Una sanità senza una guida stabile rischia di perdere efficacia, autorevolezza e capacità di risposta ai bisogni dei cittadini. È il messaggio che arriva dal sindacato degli infermieri della provincia di Salerno, che lancia un appello forte alla Regione affinché intervenga rapidamente per ristabilire equilibrio organizzativo e continuità gestionale nelle principali strutture ospedaliere del territorio.
Crisi al “Ruggi”: incertezza e rallentamenti decisionali
Al centro della preoccupazione vi è la situazione dell’Azienda ospedaliera universitaria di Salerno, alle prese con un momento particolarmente delicato dopo gli avvicendamenti ai vertici amministrativi e sanitari. Una fase che, secondo il sindacato, starebbe alimentando incertezza interna, rallentamenti decisionali e difficoltà nella gestione quotidiana di servizi fondamentali per cittadini e operatori.
«Un ospedale così importante non può vivere una fase di precarietà gestionale proprio mentre aumentano le criticità nei reparti e nei servizi», dichiara Biagio Tomasco, segretario generale del Nursind Salerno. «Serve una governance forte, autonoma e competente, capace di prendere decisioni rapide e coraggiose per rilanciare una struttura strategica per tutta la provincia».
Necessità di programmazione e visione strategica
Secondo Tomasco, il problema non riguarda soltanto gli assetti dirigenziali ma l’intera tenuta organizzativa del sistema sanitario locale. «Occorre recuperare programmazione, visione e coordinamento.
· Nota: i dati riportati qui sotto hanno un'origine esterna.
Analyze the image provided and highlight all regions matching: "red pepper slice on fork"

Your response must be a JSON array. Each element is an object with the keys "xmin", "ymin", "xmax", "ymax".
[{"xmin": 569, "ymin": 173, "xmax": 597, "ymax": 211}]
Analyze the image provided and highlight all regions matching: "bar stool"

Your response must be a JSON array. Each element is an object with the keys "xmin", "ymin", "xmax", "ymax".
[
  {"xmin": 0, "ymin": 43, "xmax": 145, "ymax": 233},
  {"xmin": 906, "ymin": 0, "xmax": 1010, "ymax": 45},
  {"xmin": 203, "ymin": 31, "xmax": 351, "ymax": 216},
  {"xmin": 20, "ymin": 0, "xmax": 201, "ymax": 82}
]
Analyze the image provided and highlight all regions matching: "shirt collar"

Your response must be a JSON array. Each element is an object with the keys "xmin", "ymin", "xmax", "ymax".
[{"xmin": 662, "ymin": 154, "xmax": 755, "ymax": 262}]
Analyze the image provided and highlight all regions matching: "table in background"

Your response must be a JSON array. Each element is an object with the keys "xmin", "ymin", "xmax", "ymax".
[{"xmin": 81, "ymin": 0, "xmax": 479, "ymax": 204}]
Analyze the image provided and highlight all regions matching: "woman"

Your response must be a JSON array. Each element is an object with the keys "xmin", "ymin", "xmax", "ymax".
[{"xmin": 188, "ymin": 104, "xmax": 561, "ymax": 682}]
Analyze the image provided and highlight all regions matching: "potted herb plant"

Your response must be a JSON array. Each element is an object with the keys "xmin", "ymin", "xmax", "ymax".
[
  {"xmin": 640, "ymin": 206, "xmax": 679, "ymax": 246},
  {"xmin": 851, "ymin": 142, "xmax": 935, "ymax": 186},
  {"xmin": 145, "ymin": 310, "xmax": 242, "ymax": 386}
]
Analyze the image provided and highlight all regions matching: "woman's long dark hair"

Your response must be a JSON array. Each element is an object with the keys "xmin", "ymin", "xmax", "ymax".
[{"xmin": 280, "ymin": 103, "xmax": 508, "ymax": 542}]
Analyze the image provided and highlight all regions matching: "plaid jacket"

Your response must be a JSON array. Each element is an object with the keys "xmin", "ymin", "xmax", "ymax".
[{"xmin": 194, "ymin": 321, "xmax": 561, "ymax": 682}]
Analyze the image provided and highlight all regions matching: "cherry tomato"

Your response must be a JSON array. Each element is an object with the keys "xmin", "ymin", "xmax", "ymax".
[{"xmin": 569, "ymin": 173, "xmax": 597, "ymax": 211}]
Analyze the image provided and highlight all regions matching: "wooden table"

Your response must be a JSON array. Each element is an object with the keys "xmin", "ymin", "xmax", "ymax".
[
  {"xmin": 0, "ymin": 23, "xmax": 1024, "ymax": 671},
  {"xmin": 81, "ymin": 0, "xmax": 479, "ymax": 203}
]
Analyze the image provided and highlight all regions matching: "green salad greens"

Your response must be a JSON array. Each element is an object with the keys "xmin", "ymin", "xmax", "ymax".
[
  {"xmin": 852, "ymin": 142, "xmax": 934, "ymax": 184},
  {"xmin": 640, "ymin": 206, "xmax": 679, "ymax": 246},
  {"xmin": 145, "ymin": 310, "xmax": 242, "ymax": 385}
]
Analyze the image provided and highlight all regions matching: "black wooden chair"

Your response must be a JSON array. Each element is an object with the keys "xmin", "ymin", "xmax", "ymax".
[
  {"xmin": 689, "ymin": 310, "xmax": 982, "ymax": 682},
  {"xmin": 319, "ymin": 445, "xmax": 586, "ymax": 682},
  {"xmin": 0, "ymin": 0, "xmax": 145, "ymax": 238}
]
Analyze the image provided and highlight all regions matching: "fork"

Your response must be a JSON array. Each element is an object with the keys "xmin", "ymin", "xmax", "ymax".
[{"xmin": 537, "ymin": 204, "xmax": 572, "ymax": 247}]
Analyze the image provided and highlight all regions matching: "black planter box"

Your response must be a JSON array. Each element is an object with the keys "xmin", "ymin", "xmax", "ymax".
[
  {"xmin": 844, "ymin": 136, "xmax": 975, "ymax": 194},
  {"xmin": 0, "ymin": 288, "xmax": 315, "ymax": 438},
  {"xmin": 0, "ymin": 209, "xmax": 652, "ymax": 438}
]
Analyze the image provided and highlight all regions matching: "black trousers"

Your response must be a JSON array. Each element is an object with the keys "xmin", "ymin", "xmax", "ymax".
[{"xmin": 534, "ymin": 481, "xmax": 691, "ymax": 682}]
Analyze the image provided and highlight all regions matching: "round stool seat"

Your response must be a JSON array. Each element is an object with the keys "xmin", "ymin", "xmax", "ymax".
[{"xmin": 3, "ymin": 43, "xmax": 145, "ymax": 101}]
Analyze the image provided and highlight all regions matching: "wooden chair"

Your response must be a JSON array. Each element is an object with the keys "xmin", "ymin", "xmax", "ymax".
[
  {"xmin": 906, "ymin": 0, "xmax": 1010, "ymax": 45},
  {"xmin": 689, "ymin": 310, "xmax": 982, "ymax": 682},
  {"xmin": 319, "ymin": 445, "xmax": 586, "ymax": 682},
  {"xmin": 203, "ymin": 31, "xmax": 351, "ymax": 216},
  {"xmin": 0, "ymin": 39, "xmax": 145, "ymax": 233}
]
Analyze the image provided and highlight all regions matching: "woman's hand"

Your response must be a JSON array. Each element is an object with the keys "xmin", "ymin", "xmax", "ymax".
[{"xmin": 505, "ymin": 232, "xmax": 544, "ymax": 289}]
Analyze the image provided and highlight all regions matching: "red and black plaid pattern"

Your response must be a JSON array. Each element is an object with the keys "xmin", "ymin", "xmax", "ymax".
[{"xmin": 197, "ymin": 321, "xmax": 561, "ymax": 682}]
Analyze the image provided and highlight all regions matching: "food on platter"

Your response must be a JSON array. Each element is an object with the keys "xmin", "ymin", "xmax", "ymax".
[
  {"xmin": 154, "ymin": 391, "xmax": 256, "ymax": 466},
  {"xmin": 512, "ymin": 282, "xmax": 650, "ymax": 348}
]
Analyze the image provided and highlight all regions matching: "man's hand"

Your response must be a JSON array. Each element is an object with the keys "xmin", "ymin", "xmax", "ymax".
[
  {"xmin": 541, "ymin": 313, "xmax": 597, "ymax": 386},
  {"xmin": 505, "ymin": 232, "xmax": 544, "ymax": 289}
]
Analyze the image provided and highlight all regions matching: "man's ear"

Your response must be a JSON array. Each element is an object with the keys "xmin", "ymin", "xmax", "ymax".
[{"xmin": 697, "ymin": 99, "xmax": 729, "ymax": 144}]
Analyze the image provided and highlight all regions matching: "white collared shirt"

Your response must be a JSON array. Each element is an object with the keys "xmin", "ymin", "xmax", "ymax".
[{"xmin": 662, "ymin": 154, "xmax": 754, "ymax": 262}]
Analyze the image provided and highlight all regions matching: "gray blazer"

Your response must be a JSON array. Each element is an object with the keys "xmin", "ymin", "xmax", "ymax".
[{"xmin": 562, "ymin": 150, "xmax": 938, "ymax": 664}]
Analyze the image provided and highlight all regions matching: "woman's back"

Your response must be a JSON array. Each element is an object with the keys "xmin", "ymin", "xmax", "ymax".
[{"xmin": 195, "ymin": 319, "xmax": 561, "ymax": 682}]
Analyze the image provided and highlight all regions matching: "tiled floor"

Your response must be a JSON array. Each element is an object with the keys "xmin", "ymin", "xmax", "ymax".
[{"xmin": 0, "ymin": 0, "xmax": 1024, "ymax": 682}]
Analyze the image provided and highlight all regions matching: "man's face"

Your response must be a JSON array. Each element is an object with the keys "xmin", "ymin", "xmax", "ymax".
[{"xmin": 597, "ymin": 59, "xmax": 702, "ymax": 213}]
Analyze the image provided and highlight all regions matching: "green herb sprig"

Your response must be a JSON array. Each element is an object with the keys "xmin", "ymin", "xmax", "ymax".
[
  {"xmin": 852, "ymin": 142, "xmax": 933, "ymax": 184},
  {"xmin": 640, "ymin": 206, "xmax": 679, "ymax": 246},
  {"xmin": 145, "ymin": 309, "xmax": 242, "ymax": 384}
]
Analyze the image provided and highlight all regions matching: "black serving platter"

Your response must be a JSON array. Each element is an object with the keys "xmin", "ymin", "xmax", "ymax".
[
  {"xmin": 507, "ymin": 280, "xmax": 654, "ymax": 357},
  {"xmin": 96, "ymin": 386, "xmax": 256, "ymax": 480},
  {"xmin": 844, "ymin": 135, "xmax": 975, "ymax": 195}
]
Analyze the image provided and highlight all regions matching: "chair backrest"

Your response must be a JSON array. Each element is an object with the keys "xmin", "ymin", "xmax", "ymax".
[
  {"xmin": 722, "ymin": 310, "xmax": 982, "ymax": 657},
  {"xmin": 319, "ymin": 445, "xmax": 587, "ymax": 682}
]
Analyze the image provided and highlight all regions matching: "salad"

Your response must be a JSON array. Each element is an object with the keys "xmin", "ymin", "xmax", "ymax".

I cittadini chiedono ospedali efficienti, pronto soccorso funzionanti, reparti organizzati e servizi in grado di rispondere concretamente alle emergenze e alle liste d’attesa».
Sulla stessa linea Adriano Cirillo, segretario amministrativo del Nursind Salerno, che sottolinea la necessità di ristabilire un clima di chiarezza amministrativa e relazioni corrette con il personale. «Negli ultimi anni abbiamo assistito a troppe difficoltà organizzative e a una gestione spesso frammentata», afferma Cirillo. «Servono trasparenza, competenza e una direzione capace di valorizzare il personale sanitario e amministrativo. Senza una struttura decisionale autorevole si rischia di lasciare interi settori senza riferimenti certi».
La voce dalle corsie: il grido dei delegati Rsu
Anche i rappresentanti sindacali dell’ospedale salernitano chiedono un cambio di passo immediato. «Ogni reparto sta cercando di andare avanti con senso di responsabilità, ma manca una regia complessiva», spiegano i delegati Rsu del Nursind all’Azienda “Ruggi”, Domenico Ciro Cristiano, Valerio Guida Festosi e Carmine Sammartino. «Chi lavora in corsia vive quotidianamente le difficoltà organizzative, le carenze e la necessità di risposte rapide. È indispensabile una direzione forte che sappia ascoltare il personale e programmare il futuro dell’azienda».
I rappresentanti sindacali evidenziano inoltre la necessità di rilanciare settori strategici della sanità salernitana, rafforzare il pronto soccorso, migliorare il coordinamento tra le strutture ospedaliere provinciali e restituire centralità alla programmazione sanitaria.
Criticità nell’ASL: da Eboli a Vallo della Lucania
Preoccupazione anche per la situazione delle altre strutture sanitarie della provincia, in particolare per i presìdi ospedalieri di Eboli, Battipaglia, Roccadaspide, Vallo della Lucania e Agropoli, dove – secondo il sindacato – mancherebbero ancora assetti dirigenziali definitivi e pienamente operativi.
«Parliamo di territori vastissimi e delicati, soprattutto durante il periodo estivo quando la popolazione aumenta sensibilmente», dichiarano i delegati Rsu del Nursind per l’Asl Salerno, Giovanni Aspromonte e Vincenzo Berna. «Le strutture sanitarie territoriali hanno bisogno di riferimenti autorevoli e stabili. Non si può continuare a rinviare decisioni fondamentali per l’organizzazione dei servizi e per la sicurezza dei cittadini».
L’appello finale: una richiesta di responsabilità
Il sindacato chiede dunque alla Regione un intervento rapido e definitivo per garantire continuità gestionale, rilanciare l’organizzazione sanitaria provinciale e rafforzare i servizi ospedalieri e territoriali.
«Non è una battaglia politica – conclude Tomasco – ma una richiesta di responsabilità nell’interesse della collettività. La sanità salernitana ha bisogno di stabilità, competenza e programmazione. I cittadini meritano risposte concrete e strutture all’altezza delle loro esigenze».